Глубоко трагические ноты рассказа не заглушают его жизнеутверждающей направленности. Мир создан для мира.
Толстой остро ощущает необходимость продолжить изучение севастопольских событий, постичь исконный, человеческий смысл происходящего. Так появляется заключительный рассказ севастопольского цикла "Севастополь в августе 1855 года", завершенный уже после отъезда Толстого из Севастополя, в декабре 1855 года, и месяц спустя напечатанный в "Современнике". Как и два предыдущих, третий рассказ был с восторгом встречен публикой. Толстой раскрывал здесь трагедию души человека, участника севастопольской обороны, показывая тщетность ее благородных порывов. Он, наконец, постигал диалектику противоречивого человеческого сознания.
Раздумья Л. Н. Толстого о "человеке и войне" имеют глубоко "человеческое" содержание. Поэтому нельзя рассматривать "военные главы" романа-эпопеи "Война и мир" вне их связи с образной системой и художественной логикой всего произведения.
Значение слова "мир" в заглавии романа многократно служило предметом полемики. Для С. Чубакова смысл заголовка эпопеи близок к однозначности: мир - это не-война. Сам Толстой хорошо сознавал смысловую неоднозначность слова "мир" в заглавии своего произведения и, видимо, не случайно в одном из прижизненных изданий эпопеи допустил написание слова "мир" в заглавии через "и десятеричное" ("міръ"), дав тем самым основание для его "людской" трактовки.

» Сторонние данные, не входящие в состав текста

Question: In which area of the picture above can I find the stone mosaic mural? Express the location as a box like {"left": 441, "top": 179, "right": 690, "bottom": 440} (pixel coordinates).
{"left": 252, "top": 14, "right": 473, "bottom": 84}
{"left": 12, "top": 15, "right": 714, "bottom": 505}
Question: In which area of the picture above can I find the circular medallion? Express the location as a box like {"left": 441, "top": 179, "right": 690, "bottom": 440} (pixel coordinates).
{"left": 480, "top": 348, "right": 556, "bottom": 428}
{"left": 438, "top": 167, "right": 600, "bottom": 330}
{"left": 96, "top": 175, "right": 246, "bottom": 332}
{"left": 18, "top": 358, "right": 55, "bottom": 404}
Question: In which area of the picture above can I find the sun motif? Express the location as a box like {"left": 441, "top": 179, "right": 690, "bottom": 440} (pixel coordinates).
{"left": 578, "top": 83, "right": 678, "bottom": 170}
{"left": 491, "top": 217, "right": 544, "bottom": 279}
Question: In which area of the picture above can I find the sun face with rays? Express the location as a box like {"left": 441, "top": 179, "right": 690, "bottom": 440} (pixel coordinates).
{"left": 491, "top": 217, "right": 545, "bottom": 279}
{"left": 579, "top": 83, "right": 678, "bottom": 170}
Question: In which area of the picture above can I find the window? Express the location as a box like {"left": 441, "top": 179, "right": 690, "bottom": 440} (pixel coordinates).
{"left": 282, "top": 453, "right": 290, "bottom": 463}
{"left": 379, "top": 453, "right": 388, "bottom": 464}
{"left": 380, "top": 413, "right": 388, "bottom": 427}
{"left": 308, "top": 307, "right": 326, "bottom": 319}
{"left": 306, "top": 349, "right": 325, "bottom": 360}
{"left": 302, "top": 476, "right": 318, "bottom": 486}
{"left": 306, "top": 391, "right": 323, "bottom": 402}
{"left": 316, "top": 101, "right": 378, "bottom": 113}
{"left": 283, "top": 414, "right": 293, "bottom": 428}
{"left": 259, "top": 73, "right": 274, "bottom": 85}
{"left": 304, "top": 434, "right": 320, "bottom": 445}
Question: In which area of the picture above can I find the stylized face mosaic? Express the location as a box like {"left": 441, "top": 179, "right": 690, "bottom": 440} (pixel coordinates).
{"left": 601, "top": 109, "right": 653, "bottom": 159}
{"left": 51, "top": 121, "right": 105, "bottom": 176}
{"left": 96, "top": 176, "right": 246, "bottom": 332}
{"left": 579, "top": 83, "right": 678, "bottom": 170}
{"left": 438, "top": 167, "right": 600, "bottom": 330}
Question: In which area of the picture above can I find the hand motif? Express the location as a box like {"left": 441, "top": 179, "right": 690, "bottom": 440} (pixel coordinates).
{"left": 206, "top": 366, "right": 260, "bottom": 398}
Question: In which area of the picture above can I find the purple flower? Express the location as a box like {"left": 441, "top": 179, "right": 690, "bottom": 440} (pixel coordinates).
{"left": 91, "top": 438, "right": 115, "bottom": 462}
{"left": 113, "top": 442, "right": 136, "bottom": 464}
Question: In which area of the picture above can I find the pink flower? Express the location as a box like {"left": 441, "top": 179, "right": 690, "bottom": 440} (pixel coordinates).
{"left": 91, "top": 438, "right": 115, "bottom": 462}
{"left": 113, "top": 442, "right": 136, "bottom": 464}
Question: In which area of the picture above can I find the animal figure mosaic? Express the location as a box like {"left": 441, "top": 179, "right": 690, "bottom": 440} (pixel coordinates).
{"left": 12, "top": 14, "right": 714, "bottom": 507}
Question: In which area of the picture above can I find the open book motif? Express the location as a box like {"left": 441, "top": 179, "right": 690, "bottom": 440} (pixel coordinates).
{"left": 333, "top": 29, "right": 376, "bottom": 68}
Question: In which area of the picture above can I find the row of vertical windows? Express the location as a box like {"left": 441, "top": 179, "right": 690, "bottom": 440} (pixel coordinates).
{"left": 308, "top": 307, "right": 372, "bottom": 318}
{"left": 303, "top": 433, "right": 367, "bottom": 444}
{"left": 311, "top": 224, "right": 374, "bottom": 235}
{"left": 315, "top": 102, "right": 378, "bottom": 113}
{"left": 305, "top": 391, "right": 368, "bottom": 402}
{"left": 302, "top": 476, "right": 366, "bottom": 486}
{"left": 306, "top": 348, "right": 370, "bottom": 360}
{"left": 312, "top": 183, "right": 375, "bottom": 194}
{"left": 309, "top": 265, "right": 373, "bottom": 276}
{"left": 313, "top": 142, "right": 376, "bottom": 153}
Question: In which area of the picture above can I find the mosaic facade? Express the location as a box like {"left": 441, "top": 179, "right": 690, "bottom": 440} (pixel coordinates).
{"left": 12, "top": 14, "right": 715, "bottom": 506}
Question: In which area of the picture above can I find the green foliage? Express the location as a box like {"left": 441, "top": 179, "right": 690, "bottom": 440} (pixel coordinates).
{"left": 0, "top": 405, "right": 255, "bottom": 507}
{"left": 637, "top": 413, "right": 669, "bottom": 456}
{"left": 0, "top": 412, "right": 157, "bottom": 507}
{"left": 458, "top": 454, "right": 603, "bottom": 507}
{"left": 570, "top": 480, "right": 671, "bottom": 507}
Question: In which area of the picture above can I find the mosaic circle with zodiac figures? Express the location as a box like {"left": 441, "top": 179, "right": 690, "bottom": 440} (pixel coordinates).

И все же, как бы ни истолковывалось слово "мир", вынесенное Толстым в заголовок,- то ли в максимально широком смысле (весь мир), то ли в значении человеческого сообщества (людской мир), то ли, наконец, в качестве прямой антитезы "войне",- война, по Толстому, не является его необходимым, вечным спутником.
В "Войне и мире" Толстой очередной раз сказал об этом. "Здесь показано, что, формируя характеры людей, предоставляя им богатые возможности для самовыражения, "война" вместе с тем органически противостоит их природе. Естественно "вписываясь" в мир, человек противоестественно отдается войне - в этом состоит, по Толстому, важнейшее, так и не преодоленное историческим прогрессом, глобальное противоречие человеческого бытия, преисполненное глубоко трагического содержания. Человеческая личность в "Войне и мире", в отличие от предшествующих произведений Толстого, осмысливается во всей совокупности ее социальных, семейных, культурных и бытовых связей, становясь, таким образом, вместилищем великих нравственных богатств и оцениваясь с объективных, как представляется Толстому, позиций вечной нравственности. Человеческая жизнь, прослеженная на всех ее этапах и взятая в ее отношении к неумолимому ходу истории, приобретает в глазах Толстого нечто большее, чем имманентную самоценность. Тема человека как такового, человека в его естественной, повседневной сущности - после длительных идейно-творческих исканий Толстого - встала, наконец, во весь рост. Характерно, что в процессе работы над романом "война" в общих своих контурах уяснилась сразу же; тяготеющий к "миру" человек, напротив, все более и более "очеловечивался". Достаточно сравнить первые наброски романа с его окончательными редакциями, чтобы убедиться в этом. Тем самым антитеза "Война и человек", "Война и человечность" стала, так сказать, самоочевидной" [22, с. 75].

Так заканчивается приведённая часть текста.